Appearing alongside Professor Kelly, federal Health Minister Greg Hunt said it was “false, and wrong and inaccurate” to claim that children were not considered. “It’s very important that we are responsible, that we provide facts, and that we provide confidence to Australian parents,” he said.
While doubling down on the comments and her attacks of the LNP Opposition and federal Coalition in state parliament on Thursday, Ms Palaszczuk also shared a social media post stating the Doherty modelling predicted even with 70 per cent vaccination rates among over-16s that 80 people would be dying each day six months into an outbreak.
Later clarification from her office revealed the figure was based on a situation with only minimal density and capacity restrictions and a stretched testing, tracing, isolation and quarantine efficiency, like that seen during the peak of the Victorian second wave.
Under an optimal health response scenario at 70 per cent vaccination rates, 13 deaths are predicted in the first six months. Mr Hunt said selectively using the modelling like this “breaches good faith and damages public confidence”.
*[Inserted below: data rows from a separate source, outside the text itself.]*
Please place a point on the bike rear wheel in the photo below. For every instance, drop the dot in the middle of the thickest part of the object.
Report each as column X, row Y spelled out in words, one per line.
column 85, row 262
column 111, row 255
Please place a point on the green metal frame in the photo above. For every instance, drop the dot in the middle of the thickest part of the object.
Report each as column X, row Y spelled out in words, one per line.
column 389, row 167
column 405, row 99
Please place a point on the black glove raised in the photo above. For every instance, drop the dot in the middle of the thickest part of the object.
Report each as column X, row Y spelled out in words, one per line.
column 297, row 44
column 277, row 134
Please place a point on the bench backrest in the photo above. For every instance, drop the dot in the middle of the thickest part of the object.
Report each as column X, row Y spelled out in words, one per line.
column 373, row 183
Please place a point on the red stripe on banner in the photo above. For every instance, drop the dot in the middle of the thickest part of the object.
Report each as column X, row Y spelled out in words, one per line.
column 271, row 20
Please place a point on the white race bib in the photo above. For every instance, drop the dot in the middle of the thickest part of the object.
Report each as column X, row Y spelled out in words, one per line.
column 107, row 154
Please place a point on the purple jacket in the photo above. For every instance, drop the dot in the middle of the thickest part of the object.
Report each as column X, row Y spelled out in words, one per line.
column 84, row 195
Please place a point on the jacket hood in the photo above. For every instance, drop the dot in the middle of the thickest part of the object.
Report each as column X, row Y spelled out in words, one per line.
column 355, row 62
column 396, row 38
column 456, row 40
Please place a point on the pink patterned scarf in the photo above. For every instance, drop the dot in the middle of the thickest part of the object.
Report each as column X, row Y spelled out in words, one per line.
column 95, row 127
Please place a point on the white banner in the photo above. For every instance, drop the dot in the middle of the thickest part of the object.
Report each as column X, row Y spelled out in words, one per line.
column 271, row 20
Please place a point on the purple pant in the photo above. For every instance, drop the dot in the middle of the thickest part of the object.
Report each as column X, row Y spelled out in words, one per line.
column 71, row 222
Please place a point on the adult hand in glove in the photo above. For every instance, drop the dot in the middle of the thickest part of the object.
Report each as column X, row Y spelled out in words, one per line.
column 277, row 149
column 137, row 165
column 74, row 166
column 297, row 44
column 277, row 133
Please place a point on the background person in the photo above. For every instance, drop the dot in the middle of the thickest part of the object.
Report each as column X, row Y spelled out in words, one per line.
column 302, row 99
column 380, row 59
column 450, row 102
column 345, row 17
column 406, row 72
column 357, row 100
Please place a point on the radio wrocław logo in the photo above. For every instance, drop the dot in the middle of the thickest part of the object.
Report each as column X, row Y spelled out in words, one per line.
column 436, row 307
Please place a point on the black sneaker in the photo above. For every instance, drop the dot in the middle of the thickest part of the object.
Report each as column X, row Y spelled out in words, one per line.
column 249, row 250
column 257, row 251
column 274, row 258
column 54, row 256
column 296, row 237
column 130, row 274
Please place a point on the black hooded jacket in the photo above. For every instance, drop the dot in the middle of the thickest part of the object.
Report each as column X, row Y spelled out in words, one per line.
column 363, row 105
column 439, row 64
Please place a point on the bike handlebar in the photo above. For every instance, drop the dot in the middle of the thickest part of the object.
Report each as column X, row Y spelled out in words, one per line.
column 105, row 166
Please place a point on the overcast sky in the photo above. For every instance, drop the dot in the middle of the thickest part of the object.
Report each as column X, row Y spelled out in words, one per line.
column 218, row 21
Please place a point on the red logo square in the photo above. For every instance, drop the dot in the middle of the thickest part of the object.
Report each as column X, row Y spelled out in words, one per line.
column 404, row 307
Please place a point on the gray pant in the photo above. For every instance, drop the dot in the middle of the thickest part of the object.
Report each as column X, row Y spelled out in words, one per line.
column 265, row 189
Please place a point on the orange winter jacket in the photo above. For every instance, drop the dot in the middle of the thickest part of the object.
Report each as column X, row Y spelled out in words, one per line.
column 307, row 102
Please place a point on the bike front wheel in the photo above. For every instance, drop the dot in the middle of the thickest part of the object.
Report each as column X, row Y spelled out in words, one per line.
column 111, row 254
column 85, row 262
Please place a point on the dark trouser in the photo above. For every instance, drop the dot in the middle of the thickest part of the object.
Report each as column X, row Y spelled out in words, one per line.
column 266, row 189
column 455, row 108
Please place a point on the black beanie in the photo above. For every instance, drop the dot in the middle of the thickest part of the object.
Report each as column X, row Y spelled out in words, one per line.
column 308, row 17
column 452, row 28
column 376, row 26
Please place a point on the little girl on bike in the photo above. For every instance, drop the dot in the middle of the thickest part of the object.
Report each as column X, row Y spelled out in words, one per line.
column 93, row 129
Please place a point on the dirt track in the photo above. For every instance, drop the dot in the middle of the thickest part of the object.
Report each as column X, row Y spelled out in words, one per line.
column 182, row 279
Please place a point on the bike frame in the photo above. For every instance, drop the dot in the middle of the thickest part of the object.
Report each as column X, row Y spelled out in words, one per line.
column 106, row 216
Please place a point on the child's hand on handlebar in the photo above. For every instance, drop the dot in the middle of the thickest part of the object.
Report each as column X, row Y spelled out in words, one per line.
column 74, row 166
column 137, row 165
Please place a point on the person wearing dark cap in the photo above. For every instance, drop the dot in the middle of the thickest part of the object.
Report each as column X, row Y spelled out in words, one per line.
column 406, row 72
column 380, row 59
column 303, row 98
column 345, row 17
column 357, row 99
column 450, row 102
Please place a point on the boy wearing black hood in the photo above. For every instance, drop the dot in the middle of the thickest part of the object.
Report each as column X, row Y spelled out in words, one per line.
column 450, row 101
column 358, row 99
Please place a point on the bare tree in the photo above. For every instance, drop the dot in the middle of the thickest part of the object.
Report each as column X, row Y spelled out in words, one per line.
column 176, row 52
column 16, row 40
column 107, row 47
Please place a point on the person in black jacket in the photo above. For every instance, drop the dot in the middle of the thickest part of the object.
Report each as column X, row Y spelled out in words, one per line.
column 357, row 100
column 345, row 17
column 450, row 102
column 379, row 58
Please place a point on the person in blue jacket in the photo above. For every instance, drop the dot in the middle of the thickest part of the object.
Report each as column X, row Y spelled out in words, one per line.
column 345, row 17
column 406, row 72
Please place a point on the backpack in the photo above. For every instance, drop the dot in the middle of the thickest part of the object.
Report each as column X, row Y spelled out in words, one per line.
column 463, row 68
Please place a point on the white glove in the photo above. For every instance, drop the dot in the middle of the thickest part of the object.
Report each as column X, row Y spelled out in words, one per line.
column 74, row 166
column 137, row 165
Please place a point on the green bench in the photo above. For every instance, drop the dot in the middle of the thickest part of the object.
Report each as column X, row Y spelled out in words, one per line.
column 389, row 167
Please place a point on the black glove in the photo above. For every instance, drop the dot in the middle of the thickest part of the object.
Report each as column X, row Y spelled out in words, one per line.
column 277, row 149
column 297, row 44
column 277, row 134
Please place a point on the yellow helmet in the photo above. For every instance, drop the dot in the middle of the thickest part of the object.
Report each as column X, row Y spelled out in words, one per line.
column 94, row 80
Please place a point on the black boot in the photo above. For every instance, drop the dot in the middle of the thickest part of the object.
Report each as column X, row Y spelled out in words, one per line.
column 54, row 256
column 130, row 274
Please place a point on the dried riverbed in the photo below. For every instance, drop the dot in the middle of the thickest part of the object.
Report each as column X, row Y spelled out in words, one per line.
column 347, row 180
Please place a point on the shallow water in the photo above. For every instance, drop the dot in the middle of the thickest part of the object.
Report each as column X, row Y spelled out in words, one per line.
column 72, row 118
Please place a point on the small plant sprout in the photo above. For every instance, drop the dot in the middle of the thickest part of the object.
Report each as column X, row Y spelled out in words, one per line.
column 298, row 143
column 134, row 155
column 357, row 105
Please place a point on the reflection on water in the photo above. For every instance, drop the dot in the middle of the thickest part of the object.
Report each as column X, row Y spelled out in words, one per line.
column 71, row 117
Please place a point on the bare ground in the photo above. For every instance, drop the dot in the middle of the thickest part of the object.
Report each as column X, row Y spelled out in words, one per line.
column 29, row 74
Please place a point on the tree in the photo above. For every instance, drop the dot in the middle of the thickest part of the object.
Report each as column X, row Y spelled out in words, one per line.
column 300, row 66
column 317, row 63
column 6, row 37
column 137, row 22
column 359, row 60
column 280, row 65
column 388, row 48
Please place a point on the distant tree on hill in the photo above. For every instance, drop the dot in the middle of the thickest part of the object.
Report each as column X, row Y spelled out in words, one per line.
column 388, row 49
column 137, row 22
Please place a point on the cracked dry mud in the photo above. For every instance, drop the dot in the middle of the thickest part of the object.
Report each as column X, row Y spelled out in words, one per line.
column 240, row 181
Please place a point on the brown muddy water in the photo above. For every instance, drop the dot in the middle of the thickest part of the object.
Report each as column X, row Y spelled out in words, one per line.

Queensland chief health officer Jeannette Young later fronted media in Brisbane about a new COVID-19 case detected in a NSW truck driver and under investigation, believed to have been infectious in the community for five days, also reiterating warnings about the risk of another outbreak given the 1288 cases reported in NSW and 176 in Victoria.
Asked if she disputed Mr Hunt’s assessment and thought it was responsible for Ms Palaszczuk to be releasing worst-case scenarios given the evidence being seen among younger children, Dr Young said: “We have to be open”.
She said while the vast majority of children still experienced only mild disease with the Delta strain, once larger numbers started becoming infected there would be outliers who were hit harder.
“Of course it’s responsible … our Premier has to make sure that our population in Queensland understands what the risks are, and I totally endorse that,” Dr Young said. “We need to get as many people in Queensland as possible vaccinated – we are nowhere near where we need to be.”
Queensland dropped behind Western Australia to become the Australian jurisdiction with the lowest first-dose vaccination rate on Thursday, at 51.65 per cent.
Dr Young said while accepting 80 per cent vaccination levels among adults was the high-level goal at this stage she was “pushing” for a higher rate and considering additional measures to protect under-12s based on what the updated Doherty modelling revealed.
Former Queensland chief health officer and emergency medicine expert Gerard FitzGerald, now based at the Queensland University of Technology, said whoever the broad herd immunity targets were set at “should be whoever is able to get the vaccine”.
“We’ll never have 100 per cent [vaccine coverage] … there will be deaths,” he said. “The challenge is when we as a country have the courage to let that happen.”
Australian Medical Association president Omar Khorshid acknowledged that childhood vaccination was a “very emotive topic”.
“It’s getting some of our leaders pretty fired up at the moment, but at the end of the day, we currently don’t have vaccines approved for young children,” Dr Khorshid said.